Esto respalda la urgencia de revisar esta ley. Al contrario de lo que señala Jaime Ubilla (“sostener que la Ley del Derecho Real de Conservación vigente hoy en Chile, y aprobada por unanimidad, requiere modificación es una declaración apresurada”), han pasado ocho años de vigencia de esta ley , y el análisis de lo ocurrido está a la vista. La norma se está utilizando en sentido contrario a su objetivo, y eso es urgente corregirlo.

La conservación privada en Chile realizada por particulares, fundaciones y empresas es y ha sido un tremendo aporte para la conservación del patrimonio ambiental del país, y sin duda será reforzada con la entrada en vigencia paulatina del Servicio de Biodiversidad y Áreas Protegidas. No puede un instrumento legal, como el DRC , seguir sin control siendo usado en sentido contrario, fragmentando y parcelando áreas de gran valor ambiental para el negocio inmobiliario. Esta distorsión, está desacreditando la conservación privada y degradando áreas de importante valor ambiental, especialmente en la zona sur del país.
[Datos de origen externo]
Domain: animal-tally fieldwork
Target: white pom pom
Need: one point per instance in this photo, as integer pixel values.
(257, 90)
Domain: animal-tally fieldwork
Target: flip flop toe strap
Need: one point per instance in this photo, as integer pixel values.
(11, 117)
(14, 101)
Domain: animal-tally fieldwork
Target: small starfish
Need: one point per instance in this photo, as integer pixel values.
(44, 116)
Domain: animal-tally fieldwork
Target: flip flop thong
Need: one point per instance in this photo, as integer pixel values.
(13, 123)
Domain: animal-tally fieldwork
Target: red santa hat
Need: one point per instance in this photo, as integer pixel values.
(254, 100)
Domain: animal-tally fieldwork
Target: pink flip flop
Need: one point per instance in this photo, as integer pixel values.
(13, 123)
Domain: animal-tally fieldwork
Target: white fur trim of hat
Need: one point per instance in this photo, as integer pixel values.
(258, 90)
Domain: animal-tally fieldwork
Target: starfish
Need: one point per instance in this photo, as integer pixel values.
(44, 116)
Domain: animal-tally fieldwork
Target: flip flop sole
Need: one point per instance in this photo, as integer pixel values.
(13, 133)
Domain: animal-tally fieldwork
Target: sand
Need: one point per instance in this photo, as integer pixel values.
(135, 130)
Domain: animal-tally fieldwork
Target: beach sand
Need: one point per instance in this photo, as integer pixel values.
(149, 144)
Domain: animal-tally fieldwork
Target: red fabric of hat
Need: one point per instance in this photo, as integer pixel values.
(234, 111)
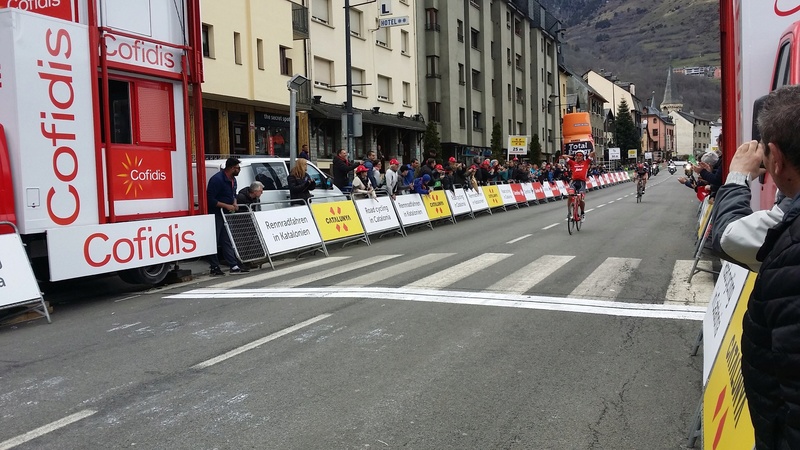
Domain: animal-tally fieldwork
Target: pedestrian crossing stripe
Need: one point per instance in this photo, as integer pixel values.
(586, 306)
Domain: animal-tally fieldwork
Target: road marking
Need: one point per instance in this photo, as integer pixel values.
(518, 239)
(588, 306)
(41, 431)
(262, 341)
(395, 269)
(277, 273)
(460, 271)
(316, 276)
(608, 279)
(696, 293)
(529, 276)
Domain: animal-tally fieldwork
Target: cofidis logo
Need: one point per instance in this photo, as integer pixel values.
(141, 174)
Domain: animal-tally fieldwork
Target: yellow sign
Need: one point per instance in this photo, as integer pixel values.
(337, 220)
(726, 417)
(436, 205)
(493, 197)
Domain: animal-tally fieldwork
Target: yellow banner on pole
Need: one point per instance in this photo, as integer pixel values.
(436, 205)
(337, 220)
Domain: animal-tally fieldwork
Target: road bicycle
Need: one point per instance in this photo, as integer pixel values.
(639, 189)
(574, 210)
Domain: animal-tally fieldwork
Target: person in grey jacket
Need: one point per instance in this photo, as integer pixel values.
(770, 340)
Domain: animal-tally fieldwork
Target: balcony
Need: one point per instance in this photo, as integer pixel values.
(300, 26)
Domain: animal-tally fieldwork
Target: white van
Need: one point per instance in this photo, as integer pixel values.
(272, 173)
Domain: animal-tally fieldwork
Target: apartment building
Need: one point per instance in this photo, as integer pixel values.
(484, 62)
(383, 73)
(251, 49)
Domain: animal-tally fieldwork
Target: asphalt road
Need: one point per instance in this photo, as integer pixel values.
(501, 332)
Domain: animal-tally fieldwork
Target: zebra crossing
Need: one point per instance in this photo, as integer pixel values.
(449, 280)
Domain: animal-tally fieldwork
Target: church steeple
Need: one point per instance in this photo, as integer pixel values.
(670, 104)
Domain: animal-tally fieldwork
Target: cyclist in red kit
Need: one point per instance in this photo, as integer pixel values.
(580, 169)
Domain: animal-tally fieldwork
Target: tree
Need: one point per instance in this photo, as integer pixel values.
(431, 143)
(626, 134)
(535, 150)
(497, 142)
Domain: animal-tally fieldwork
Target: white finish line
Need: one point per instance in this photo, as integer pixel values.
(41, 431)
(601, 307)
(254, 344)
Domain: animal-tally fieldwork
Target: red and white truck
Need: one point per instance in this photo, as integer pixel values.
(96, 135)
(760, 52)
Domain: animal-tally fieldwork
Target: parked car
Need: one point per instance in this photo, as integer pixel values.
(272, 173)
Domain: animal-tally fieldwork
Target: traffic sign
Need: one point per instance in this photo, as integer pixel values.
(393, 21)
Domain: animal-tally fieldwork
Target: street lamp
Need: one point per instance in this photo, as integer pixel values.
(294, 85)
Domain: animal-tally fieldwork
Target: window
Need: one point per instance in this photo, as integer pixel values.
(384, 88)
(260, 53)
(237, 48)
(323, 73)
(358, 81)
(382, 37)
(433, 111)
(207, 34)
(476, 80)
(433, 67)
(476, 121)
(320, 11)
(432, 19)
(355, 22)
(285, 61)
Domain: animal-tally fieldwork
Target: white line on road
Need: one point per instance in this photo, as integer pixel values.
(262, 341)
(589, 306)
(41, 431)
(518, 239)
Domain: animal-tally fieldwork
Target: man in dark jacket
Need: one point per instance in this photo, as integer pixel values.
(341, 167)
(771, 326)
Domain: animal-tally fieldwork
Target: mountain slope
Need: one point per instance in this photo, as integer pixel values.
(639, 40)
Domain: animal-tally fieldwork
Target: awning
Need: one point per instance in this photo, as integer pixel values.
(335, 112)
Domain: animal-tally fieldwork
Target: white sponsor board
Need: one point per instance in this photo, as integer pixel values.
(530, 195)
(477, 201)
(548, 190)
(288, 229)
(47, 113)
(506, 194)
(17, 282)
(410, 209)
(458, 202)
(94, 249)
(720, 310)
(377, 214)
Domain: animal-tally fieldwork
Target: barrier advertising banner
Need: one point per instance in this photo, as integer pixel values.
(476, 199)
(726, 416)
(493, 197)
(287, 229)
(337, 220)
(436, 205)
(459, 204)
(506, 194)
(17, 282)
(410, 209)
(377, 214)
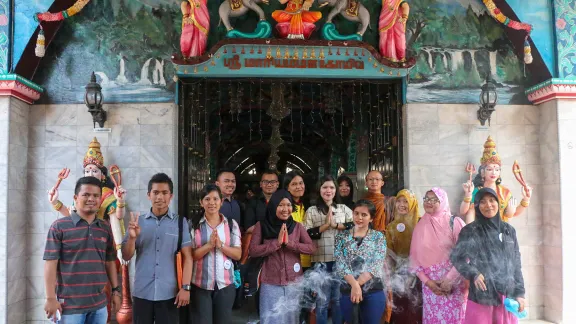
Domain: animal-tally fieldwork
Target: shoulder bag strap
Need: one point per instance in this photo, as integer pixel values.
(180, 228)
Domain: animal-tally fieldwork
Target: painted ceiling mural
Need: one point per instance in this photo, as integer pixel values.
(128, 43)
(565, 24)
(26, 25)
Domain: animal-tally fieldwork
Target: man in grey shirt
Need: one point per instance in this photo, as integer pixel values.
(154, 236)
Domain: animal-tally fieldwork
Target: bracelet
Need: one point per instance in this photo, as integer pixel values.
(57, 205)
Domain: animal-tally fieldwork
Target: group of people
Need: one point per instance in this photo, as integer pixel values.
(372, 261)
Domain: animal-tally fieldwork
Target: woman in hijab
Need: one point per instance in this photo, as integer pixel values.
(444, 291)
(488, 255)
(346, 191)
(280, 240)
(407, 290)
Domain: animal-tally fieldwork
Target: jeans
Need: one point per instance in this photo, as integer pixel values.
(151, 311)
(372, 307)
(96, 317)
(331, 297)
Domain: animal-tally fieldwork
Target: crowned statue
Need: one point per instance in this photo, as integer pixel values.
(296, 21)
(112, 203)
(489, 177)
(392, 29)
(195, 27)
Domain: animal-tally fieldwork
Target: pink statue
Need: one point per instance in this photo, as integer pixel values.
(392, 28)
(195, 27)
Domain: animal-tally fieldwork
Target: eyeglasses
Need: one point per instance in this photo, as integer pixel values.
(269, 182)
(431, 200)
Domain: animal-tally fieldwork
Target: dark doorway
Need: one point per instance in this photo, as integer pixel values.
(315, 126)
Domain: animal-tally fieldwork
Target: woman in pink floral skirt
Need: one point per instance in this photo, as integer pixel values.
(444, 290)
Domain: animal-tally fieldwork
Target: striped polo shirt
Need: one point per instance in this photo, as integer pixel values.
(82, 250)
(215, 269)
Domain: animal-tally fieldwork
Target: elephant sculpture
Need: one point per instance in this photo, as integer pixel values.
(238, 8)
(351, 10)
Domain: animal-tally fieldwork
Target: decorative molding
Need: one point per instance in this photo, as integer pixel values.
(16, 86)
(291, 58)
(565, 16)
(552, 89)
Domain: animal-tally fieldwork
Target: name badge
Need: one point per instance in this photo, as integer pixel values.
(296, 267)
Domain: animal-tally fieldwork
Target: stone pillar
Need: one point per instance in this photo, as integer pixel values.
(13, 220)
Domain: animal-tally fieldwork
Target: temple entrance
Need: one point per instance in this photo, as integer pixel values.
(318, 127)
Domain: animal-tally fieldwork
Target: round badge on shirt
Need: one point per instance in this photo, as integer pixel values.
(296, 267)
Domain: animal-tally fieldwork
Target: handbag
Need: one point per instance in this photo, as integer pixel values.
(178, 254)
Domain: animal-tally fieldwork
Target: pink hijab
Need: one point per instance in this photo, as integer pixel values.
(433, 239)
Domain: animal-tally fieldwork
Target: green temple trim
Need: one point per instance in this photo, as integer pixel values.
(550, 82)
(329, 32)
(263, 30)
(24, 81)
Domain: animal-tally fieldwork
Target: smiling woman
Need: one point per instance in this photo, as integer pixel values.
(216, 244)
(488, 255)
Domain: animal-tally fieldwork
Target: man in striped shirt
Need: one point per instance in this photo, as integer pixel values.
(80, 259)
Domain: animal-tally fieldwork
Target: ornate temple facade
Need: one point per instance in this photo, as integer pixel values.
(343, 92)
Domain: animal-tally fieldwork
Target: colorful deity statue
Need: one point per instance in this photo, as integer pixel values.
(392, 29)
(296, 21)
(195, 27)
(112, 203)
(489, 176)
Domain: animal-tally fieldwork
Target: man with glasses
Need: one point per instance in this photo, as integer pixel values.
(256, 210)
(375, 182)
(226, 181)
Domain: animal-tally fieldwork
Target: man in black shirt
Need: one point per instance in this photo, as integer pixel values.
(256, 210)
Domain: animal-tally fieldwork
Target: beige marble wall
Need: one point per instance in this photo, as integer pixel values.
(13, 162)
(441, 138)
(142, 143)
(559, 234)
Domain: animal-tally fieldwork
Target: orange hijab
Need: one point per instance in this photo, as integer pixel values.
(378, 200)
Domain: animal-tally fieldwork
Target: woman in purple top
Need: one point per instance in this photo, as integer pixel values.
(280, 240)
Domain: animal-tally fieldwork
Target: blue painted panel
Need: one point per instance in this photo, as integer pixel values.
(25, 25)
(538, 13)
(4, 32)
(302, 62)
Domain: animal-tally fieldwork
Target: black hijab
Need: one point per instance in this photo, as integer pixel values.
(271, 225)
(491, 229)
(493, 225)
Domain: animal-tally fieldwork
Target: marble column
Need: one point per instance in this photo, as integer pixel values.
(13, 220)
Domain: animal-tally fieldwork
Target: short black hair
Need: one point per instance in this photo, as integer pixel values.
(161, 178)
(269, 171)
(219, 173)
(92, 181)
(368, 204)
(288, 177)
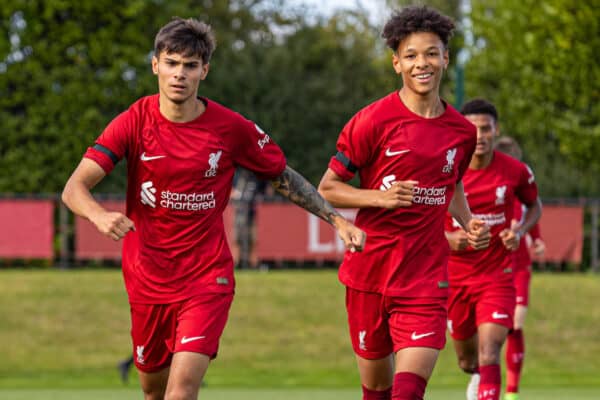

Es urgente ponerle fin; modificando la ley y establecer una moratoria en el uso de este instrumento, mientras no sea corregido y re-encausadas las iniciativas inmobiliarias desarrolladas bajo dicha figura legal.

**Enviado por Sara Larrain, directora Fundación Chile Sustentable. Miembro del Directorio de la Red de Santuarios de la Naturaleza de la Región Metropolitana.